I was wondering if it there is some known result for the case where $G \setminus X$ is a disjoint union of exactly 2 cliques, or the case where $G \setminus X$ is a disjoint union of p-defective cliques (cliques that misses at most p edges) in both cases (exactly two p-defective cliques or any number of p-defective cliques). I am specially interested in algorithmic results such as FPT or approximation algorithms developed for any of these variants.

I couldn't found anything but I suspect there is some results on this or maybe can be mapped from some other very well studied problem.

Thanks in advance

Edit: Adding to the useful answers, here is a paper that I've recently found and show NP-Hardness of the variant separating in exactly two cliques (but for a weighted case). Approximating clique and biclique problems

Answer 1

The following paper gives an FPT algorithm for another variant of the problem, where we have to delete $k$ vertices to make the graph the disjoint union of s-plexes. An s-plex is a graph where every vertex is adjacent to all but s-1 of the other vertices; 1-plexes are precisely the cliques.

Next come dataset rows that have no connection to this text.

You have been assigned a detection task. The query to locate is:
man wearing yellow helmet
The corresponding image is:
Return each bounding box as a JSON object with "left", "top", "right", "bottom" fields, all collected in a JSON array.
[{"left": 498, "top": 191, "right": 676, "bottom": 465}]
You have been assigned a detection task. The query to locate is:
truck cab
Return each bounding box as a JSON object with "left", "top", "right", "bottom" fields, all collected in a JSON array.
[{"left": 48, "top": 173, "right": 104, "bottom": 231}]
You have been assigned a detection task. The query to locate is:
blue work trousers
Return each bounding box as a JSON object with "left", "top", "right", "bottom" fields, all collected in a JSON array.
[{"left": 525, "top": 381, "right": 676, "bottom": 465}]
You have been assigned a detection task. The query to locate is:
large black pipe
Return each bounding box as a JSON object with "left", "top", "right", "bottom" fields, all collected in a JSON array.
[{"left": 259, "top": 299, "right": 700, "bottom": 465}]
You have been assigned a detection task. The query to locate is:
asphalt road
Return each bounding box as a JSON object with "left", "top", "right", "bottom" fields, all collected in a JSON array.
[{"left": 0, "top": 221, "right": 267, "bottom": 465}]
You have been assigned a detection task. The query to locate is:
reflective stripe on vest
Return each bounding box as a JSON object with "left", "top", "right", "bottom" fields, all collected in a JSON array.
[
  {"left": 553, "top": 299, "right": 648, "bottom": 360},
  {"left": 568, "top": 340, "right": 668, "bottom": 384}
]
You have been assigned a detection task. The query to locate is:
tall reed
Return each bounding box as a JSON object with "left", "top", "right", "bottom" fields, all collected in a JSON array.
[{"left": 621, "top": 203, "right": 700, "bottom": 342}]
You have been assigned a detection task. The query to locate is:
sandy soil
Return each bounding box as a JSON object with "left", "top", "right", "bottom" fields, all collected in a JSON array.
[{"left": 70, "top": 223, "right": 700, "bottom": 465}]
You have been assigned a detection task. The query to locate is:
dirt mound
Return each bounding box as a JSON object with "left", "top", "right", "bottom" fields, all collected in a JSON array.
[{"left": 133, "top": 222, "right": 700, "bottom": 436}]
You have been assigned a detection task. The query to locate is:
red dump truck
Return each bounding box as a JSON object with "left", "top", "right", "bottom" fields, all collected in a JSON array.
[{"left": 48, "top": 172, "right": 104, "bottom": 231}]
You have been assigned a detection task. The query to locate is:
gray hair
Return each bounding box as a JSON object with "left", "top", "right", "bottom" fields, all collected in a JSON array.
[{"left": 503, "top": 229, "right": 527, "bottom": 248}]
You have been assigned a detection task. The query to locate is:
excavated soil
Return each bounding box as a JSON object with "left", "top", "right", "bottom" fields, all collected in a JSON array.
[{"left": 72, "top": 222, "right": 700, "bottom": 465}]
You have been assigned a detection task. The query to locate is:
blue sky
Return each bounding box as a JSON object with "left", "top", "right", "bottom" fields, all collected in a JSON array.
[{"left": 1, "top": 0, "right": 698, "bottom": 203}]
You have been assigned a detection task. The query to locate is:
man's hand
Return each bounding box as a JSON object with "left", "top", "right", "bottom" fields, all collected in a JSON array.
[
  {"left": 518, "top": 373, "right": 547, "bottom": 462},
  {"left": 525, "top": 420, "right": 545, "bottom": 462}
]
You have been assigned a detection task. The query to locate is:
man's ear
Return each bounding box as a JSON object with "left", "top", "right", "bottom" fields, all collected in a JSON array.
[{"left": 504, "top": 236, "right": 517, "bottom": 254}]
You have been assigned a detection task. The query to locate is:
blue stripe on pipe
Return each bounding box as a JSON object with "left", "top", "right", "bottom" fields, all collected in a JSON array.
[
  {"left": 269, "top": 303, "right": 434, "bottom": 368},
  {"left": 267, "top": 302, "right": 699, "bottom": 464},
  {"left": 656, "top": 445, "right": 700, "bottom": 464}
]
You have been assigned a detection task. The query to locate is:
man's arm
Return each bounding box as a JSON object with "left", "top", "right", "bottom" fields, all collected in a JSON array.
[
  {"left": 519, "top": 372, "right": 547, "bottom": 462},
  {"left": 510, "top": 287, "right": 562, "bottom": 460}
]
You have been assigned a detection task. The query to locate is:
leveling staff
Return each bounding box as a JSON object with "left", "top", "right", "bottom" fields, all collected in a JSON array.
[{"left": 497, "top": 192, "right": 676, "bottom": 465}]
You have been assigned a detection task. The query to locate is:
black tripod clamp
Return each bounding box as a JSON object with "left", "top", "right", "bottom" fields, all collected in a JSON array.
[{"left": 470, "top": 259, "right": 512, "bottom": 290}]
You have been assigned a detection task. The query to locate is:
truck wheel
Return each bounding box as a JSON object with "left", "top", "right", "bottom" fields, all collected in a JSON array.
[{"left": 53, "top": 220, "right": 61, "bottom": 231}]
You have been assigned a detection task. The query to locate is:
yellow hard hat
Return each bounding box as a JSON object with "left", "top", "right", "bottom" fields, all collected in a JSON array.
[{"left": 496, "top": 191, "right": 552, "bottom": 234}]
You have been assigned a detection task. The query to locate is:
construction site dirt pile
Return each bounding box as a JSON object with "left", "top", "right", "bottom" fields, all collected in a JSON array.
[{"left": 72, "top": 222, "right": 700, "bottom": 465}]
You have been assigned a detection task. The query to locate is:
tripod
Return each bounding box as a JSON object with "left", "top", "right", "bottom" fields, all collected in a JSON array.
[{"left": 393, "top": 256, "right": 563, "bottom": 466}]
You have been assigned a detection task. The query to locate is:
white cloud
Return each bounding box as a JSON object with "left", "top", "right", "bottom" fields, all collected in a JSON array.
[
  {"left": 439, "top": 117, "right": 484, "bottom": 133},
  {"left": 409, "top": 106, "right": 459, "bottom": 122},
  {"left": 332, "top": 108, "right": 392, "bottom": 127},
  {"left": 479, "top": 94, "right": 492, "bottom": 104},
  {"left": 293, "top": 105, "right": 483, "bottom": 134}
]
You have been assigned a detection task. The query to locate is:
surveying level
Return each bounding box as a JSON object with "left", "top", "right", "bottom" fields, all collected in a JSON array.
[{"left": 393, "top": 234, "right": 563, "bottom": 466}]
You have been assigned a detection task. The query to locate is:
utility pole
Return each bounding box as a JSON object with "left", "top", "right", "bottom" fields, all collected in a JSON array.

Approximation and Tidying–-A Problem Kernel for $s$-Plex Cluster Vertex Deletion
René van Bevern and Hannes Moser and Rolf Niedermeier

http://www.akt.tu-berlin.de/fileadmin/fg34/publications-akt/approximation-and-tidying.pdf

Answer 2

It seems to me that the case where G\X is a disjoint union of exactly two cliques has an FPT algorithm with runtime $O^*(3^k)$.

Here's what the algorithm would do.

1. If $k \leq 0$ then output YES if and only if G is a disjoint union of two cliques.
2. If the input graph contains an induced path on three vertices ($P_3$), then at least one of these three vertices need to be deleted to turn the graph into a cluster graph. Thus we branch in three ways depending on a choice of vertex, decreasing the parameter by 1 in each branch. Output the OR of the recursive calls.
3. If the graph is induced $P_3$-free, it is a cluster graph. If there is only 1 clique in this cluster graph: output NO. If there are two cliques in this cluster graph: output YES. If there are more than 2 cliques: sum the number of vertices in all but the two largest cliques. If this number is more than k, then output NO (all those vertices need to be deleted to reduce the number of cliques to 2, but we can't afford this). If the sum is at most k, output YES.

The approach generalizes to obtaining a cluster graph with exactly $\ell$ cliques for any value of $\ell$.